Midway Museum gets a major new addition
USS MIDWAY MUSEUM – The former naval aviators and sailors who make up much of the staff and huge volunteer corps of the Midway Museum don't get excited by much – but they were excited about this.
The arrival on two flatbed semis of a famous WWII aircraft – the Grumman F4F Wildcat.
Until today, the museum's collection of some 30 planes did not include the fighter, which was a big part of the US victory over the Japanese in the pivotal Battle of Midway, after which the USS Midway – and now Midway Museum – was named.
After three years of restoration at a hanger the museum leases at north island, the light and nimble fighter was hoisted aboard.
89-year-old Midway docent Glenn Tierney told me it was like meeting an old friend. “This was my first serious aircraft coming out of flight training,” he says. “It actually saved the bacon at the Battle of Midway, protecting the dive bombers who sank the Japanese carriers the same carriers at Pearl Harbor by the way.”
How the Wildcat came to the museum is a story in itself.
In the early 90's the plane was found at the bottom of Lake Michigan. It had gone into the drink during pilot-carrier training in the 40's.

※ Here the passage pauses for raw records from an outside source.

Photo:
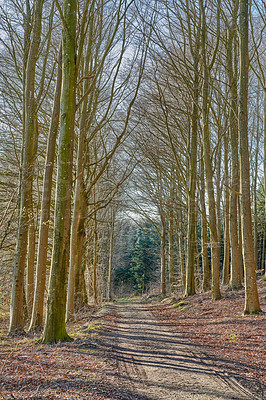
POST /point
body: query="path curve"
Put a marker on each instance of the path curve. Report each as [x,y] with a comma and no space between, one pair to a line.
[156,364]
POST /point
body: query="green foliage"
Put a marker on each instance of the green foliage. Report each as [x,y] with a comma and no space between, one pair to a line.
[139,263]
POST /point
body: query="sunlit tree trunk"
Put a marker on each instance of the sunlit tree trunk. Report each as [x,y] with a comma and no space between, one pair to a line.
[79,294]
[28,159]
[191,233]
[225,280]
[110,260]
[232,72]
[206,284]
[55,329]
[37,312]
[215,244]
[163,256]
[264,147]
[251,292]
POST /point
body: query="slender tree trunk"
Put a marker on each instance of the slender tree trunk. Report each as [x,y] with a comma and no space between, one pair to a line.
[78,183]
[28,159]
[37,312]
[110,260]
[264,156]
[171,263]
[191,233]
[30,263]
[163,257]
[251,292]
[79,299]
[225,280]
[55,329]
[206,284]
[232,71]
[95,261]
[182,263]
[215,244]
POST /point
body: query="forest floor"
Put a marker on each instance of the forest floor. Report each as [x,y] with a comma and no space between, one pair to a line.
[190,348]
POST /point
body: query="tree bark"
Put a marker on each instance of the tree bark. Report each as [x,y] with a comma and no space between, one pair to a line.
[215,244]
[206,285]
[55,329]
[37,312]
[191,233]
[110,260]
[28,159]
[251,293]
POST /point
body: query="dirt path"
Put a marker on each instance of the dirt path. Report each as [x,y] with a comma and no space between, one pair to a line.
[154,363]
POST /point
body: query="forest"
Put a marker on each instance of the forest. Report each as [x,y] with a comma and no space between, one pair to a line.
[133,154]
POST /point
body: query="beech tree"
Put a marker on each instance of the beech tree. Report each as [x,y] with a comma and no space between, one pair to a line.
[56,305]
[251,293]
[27,161]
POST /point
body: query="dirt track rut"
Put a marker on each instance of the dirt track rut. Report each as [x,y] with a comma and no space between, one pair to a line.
[155,364]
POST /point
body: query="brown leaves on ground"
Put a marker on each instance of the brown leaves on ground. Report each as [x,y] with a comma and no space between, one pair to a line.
[235,342]
[80,370]
[72,370]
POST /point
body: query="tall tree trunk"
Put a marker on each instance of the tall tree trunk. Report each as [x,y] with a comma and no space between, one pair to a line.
[215,244]
[30,262]
[225,280]
[191,232]
[251,292]
[95,261]
[110,260]
[206,284]
[78,184]
[163,257]
[37,312]
[232,71]
[171,259]
[79,300]
[264,148]
[28,159]
[55,329]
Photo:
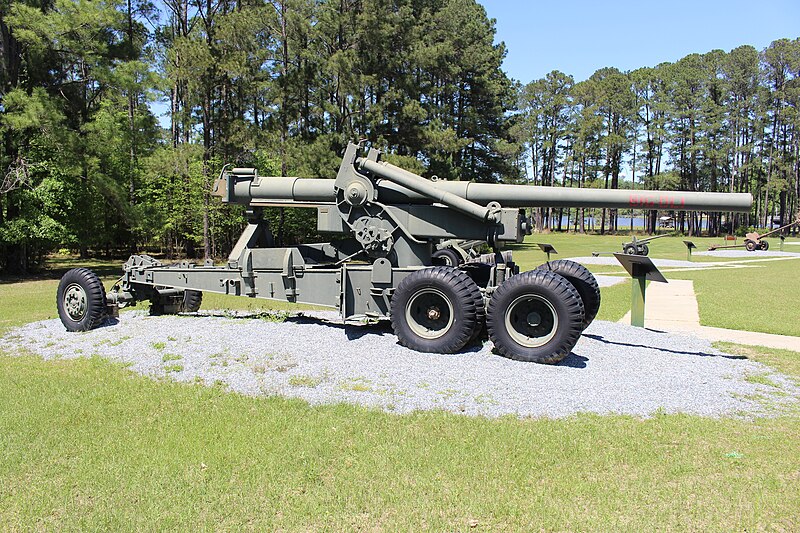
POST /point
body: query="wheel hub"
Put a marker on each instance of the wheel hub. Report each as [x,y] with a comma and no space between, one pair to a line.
[531,321]
[75,302]
[534,319]
[429,313]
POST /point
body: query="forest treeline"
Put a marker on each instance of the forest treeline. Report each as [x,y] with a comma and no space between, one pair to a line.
[116,116]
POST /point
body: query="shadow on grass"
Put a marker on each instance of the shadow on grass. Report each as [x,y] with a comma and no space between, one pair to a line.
[56,269]
[602,339]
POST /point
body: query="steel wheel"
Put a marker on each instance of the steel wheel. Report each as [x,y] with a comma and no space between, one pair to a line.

The lake's cold fresh water, and lack of oxygen at the bottom, helped preserve it.
It was sitting at the National Naval Aviation Museum in Pensacola, Florida, waiting to be restored, when it was decided its new home should be at the Midway museum. it will be a major piece of their planned Battle of Midway 3D holographic theatre.
“That's one thing we always wanted to have from the time we first got the Midway 10 years ago,” says Karl Zingheim, one of the museum's historians, “but we had other things we have to take care of and its just as well – the delay because the advances in cinematic technology has advanced considerably in the decade.”
Wildcat, you needed a good home, and you have found one – in San Diego.